Jiko thought about this. "You're asking if I'm willing to be responsible for that chaos."
"I'm asking if you understand the choice you might have to make." The Cartographer released his shoulder. "Right now, you're a secret. A handful of people know what you can do. But secrets don't keep in the Wastes. Eventually, everyone will know. And then you'll have to decide: hide your abilities and let the broken system continue? Or demonstrate what you can do and watch the world burn?"
"I don't care about the world," Jiko said.
"I know. That's what makes you either the perfect revolutionary or the perfect tyrant." The old man smiled sadly. "Come on. Food's ready.
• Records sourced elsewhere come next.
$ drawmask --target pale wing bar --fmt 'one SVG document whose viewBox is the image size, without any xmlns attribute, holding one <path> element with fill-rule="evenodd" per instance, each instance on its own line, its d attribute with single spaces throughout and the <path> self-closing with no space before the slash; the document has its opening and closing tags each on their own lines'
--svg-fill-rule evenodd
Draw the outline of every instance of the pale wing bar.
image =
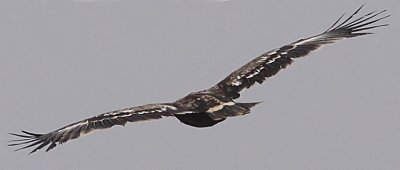
<svg viewBox="0 0 400 170">
<path fill-rule="evenodd" d="M 27 144 L 22 148 L 26 149 L 37 146 L 30 153 L 49 145 L 46 152 L 57 146 L 80 136 L 89 134 L 95 130 L 111 128 L 114 125 L 124 126 L 127 122 L 137 122 L 152 119 L 160 119 L 164 116 L 173 116 L 177 108 L 169 104 L 148 104 L 138 107 L 126 108 L 104 113 L 89 119 L 85 119 L 47 134 L 36 134 L 22 131 L 23 134 L 10 133 L 22 139 L 12 140 L 8 146 Z"/>
<path fill-rule="evenodd" d="M 357 19 L 353 19 L 362 7 L 363 6 L 358 8 L 350 17 L 341 22 L 344 16 L 342 15 L 328 30 L 317 36 L 301 39 L 262 54 L 231 73 L 224 80 L 211 88 L 211 90 L 217 89 L 230 98 L 236 99 L 240 96 L 239 93 L 244 88 L 251 87 L 255 82 L 261 84 L 266 78 L 275 75 L 280 70 L 290 65 L 293 62 L 293 58 L 303 57 L 322 45 L 334 43 L 344 38 L 371 34 L 362 31 L 388 25 L 373 25 L 390 16 L 381 16 L 386 10 L 370 12 Z"/>
</svg>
Tomorrow we'll continue toward the Depths. With luck, we'll reach it in a week."
They joined the others around the small fire. Devin was talking about his life before becoming a carrier, sharing stories that made Marik and Ven laugh. The Cartographer sat slightly apart, writing in his notebook. And Jiko just watched, carrying two hundred and sixty sins in his emptiness and feeling nothing.
But something was changing. He could sense it, even if he couldn't name it. The weight inside him was growing, not in burden but in presence. The voices of the guilty, stored but not silenced, whispering their confessions into his void.
He couldn't feel their guilt. But he could hear their stories.
And somewhere in the accumulated suffering of two hundred and sixty sins, Jiko began to understand something about morality he hadn't grasped before.
It wasn't about rules or efficiency or social benefit.
It was about weight.
The weight of knowing what you'd done. The weight of carrying that knowledge forever. The weight that broke some people and forged others.
He'd never feel that weight himself.
But he could carry it for others.
Was that enough? Was that sufficient to be called moral, even without empathy?
He didn't know.
But as he lay down to sleep that night, surrounded by people who trusted him despite his emptiness, Jiko thought that maybe the question was more important than the answer.
In the Wound's distant light, Syla watched the hollow one sleep and felt something unexpected: interest.
The toy was learning. Growing. Changing in ways even it didn't recognize.
Soon, she thought. Soon he'd be ready for the real lessons.
The ones that would teach him if emptiness could break.